Economía

La pandemia de los despidos y las suspensiones

En medio de la cuarentena y violando el decreto oficial, empresas de todos los sectores decidieron ajustar por el empleo, pese a la ayuda del gobierno

Domingo 12 de Abril de 2020

Despidos, suspensiones y cambios en las condiciones laborales. Las patronales se están haciendo un festín en medio de la crisis agudizada por la pandemia del coronavirus, desoyendo no sólo las disposiciones oficiales, sino también mostrando que están muy lejos de cultivar la "ética de la solidaridad" que les pidió el presidente Alberto Fernández en esta situación de emergencia.

Desde el caso más desmesurado, como la desvinculación de 1.450 operarios del grupo Techint, hasta empresas medianas y chicas con una veintena de trabajadores licenciados o con reducciones de salario de los más variados sectores, el mapa del empleo viró tan rápidamente como la expansión del virus. De un momento a otro se pasó de la discusión paritaria a la elaboración de estrategias de contención para sostener las fuentes de trabajo.

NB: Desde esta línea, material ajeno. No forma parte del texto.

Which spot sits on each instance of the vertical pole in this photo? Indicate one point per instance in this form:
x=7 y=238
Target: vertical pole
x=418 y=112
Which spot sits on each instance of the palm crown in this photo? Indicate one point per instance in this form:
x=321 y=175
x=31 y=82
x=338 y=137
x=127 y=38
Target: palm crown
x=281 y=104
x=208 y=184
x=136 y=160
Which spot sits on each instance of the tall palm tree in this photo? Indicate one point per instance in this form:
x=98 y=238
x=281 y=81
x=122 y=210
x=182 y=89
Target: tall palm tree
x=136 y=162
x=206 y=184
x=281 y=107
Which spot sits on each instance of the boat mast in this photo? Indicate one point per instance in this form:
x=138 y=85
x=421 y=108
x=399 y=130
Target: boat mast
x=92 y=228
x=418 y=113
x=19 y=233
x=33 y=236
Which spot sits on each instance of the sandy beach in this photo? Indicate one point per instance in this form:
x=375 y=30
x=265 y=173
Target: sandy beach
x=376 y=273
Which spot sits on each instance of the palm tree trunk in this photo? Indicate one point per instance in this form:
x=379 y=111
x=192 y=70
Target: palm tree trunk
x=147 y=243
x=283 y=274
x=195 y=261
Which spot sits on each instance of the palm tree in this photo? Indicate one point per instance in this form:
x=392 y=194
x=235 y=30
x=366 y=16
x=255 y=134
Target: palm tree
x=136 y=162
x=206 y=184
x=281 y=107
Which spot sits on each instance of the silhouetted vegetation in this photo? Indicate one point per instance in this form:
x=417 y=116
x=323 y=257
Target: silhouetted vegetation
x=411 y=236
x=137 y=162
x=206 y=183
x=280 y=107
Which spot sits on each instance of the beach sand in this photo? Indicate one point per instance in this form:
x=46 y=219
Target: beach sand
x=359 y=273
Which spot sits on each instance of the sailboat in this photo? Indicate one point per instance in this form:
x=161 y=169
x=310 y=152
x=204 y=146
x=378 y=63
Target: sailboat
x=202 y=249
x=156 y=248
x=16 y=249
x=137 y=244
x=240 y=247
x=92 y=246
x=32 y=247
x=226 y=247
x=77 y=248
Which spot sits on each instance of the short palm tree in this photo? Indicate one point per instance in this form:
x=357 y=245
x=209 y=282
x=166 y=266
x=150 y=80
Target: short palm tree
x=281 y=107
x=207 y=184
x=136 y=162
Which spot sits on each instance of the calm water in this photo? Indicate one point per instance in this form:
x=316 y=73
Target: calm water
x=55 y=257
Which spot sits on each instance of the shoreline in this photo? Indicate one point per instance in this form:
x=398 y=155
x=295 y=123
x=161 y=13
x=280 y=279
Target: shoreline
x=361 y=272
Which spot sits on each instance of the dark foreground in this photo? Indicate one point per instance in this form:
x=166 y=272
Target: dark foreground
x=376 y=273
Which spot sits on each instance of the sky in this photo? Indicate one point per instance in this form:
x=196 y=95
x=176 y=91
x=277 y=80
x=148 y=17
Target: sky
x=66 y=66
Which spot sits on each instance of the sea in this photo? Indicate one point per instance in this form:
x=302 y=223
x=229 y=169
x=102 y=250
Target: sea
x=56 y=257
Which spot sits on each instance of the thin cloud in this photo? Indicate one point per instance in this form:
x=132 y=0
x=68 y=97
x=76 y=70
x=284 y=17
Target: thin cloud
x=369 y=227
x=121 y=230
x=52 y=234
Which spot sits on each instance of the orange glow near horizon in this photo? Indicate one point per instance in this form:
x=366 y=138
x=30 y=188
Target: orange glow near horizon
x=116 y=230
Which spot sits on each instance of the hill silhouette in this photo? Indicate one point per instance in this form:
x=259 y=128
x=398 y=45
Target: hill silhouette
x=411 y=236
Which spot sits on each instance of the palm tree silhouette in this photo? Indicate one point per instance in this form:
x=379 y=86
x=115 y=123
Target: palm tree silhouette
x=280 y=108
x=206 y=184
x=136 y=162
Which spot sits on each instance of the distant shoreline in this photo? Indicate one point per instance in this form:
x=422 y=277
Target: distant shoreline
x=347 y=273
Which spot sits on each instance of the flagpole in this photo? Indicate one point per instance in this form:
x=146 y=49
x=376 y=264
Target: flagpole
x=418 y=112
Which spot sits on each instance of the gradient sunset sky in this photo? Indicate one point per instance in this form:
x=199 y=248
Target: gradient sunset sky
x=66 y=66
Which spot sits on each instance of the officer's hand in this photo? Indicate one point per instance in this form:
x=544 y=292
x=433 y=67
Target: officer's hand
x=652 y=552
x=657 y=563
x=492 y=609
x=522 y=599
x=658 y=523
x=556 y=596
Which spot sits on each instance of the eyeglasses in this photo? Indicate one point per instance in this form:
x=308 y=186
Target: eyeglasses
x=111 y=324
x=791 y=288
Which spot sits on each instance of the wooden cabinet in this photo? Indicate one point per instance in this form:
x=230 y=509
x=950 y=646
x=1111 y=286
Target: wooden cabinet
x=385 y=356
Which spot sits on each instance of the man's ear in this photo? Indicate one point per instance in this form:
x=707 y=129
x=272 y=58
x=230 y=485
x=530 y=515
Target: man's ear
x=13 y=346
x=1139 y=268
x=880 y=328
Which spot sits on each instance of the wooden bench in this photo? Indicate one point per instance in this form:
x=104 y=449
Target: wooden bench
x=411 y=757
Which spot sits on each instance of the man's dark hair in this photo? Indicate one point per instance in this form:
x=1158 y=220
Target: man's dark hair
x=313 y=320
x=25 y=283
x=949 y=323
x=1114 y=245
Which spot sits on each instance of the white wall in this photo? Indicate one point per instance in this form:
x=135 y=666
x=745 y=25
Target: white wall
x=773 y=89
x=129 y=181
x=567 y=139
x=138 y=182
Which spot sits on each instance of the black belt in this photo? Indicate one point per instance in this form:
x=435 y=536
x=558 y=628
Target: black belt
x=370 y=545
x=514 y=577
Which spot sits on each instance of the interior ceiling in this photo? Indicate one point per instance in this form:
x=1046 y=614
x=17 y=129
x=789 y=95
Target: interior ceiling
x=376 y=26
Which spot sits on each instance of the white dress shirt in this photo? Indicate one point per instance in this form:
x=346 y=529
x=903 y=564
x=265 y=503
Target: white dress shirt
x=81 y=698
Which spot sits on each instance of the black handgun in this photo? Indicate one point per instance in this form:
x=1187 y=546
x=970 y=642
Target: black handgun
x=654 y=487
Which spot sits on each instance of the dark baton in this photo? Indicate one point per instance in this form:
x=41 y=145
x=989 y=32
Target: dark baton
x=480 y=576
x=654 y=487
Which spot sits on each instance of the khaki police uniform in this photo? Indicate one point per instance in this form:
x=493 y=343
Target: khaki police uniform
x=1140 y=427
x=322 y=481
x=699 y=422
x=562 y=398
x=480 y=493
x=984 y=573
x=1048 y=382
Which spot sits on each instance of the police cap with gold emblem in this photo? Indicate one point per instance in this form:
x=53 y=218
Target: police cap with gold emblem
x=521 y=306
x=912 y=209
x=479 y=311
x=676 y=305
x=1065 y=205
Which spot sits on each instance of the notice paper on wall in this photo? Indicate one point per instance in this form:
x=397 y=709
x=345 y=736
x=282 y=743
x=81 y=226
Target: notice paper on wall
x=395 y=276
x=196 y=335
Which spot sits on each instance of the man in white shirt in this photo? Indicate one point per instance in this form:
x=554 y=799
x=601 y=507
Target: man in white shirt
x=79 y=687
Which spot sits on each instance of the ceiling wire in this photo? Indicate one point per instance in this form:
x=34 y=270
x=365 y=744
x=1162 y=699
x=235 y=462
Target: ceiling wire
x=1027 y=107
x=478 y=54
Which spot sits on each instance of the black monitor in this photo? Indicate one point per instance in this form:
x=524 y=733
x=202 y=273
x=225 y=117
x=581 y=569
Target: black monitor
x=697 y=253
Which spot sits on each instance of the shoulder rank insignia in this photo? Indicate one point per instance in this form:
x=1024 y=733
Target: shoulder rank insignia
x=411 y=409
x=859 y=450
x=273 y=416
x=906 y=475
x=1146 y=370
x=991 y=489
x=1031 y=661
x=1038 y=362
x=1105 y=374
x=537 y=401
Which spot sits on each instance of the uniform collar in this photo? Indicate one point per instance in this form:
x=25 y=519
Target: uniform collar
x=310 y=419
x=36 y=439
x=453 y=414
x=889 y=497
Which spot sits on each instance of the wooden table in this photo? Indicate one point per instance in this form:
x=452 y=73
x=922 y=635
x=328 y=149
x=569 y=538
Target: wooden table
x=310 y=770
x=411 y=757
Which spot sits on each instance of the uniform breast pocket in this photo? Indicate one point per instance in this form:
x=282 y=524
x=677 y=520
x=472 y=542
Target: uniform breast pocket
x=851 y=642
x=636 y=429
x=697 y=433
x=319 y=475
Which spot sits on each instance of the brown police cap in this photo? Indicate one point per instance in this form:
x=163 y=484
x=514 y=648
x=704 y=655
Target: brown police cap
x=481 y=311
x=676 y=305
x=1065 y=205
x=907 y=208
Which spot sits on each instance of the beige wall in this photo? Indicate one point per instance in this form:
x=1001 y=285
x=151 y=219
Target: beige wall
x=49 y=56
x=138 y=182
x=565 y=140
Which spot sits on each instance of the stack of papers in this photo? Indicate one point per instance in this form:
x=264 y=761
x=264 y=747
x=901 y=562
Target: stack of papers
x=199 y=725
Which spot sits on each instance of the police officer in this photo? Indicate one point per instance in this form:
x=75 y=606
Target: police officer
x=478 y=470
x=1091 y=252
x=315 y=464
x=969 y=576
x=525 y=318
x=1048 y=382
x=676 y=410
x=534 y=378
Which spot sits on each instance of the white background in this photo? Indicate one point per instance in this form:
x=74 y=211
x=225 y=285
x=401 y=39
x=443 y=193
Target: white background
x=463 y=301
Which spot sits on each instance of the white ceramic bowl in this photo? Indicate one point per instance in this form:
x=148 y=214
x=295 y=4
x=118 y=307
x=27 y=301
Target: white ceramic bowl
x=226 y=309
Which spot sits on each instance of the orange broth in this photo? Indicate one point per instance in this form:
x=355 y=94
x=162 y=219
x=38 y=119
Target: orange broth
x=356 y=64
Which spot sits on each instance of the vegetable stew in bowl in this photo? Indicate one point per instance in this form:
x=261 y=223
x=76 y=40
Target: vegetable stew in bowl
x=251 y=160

Pero, además, la densidad y capilaridad de la crisis desatada por la pandemia obligará a mirar el futuro de las relaciones laborales con una nueva lente, donde el rol del Estado, las negociaciones colectivas y los nuevos acuerdos entre capital y trabajo tomarán una dinámica tamizada por la urgencia.

"La situación que estamos atravesando y la que vamos a atravesar es terriblemente dura, pero no hay otra manera de salir que dialogando", dijo el abogado laboralista y asesor de la Unión Obrera Metalúrgica (UOM) Rosario, Pablo Cerra, quien señaló que es tiempo de "explorar" en forma innovadora qué tipo de acuerdos llevar adelante con las empresas con la premisa de que "no sea solo el trabajador el que pague esta crisis".

Los acuerdos en esta contingencia serán la llave para destrabar la compleja trama que se avecina y para María Eugenia Caggiano —abogada laboralista y asesora de gremios del sector público y también privado, esencialmente industrial— herramientas como "la negociación colectiva soberana y los comités mixtos de salud y seguridad laboral", son fundamentales para darle contenido concreto en el territorio al conjunto de medidas que dispuso el gobierno nacional, y puntualmente en Santa Fe, donde ya vienen funcionando.

"Ahora lo más importante en cualquier negociación es mantener la nómina de trabajadores", dijo Caggiano y valoró el rol de la sindicalización tan denostada en los últimos años cuando se hizo un culto de la actividad emprendedora. "Hoy esos trabajadores están fuera del sistema y esta situación nos muestra la necesidad de que haya cada vez más trabajadores adentro", reflexionó.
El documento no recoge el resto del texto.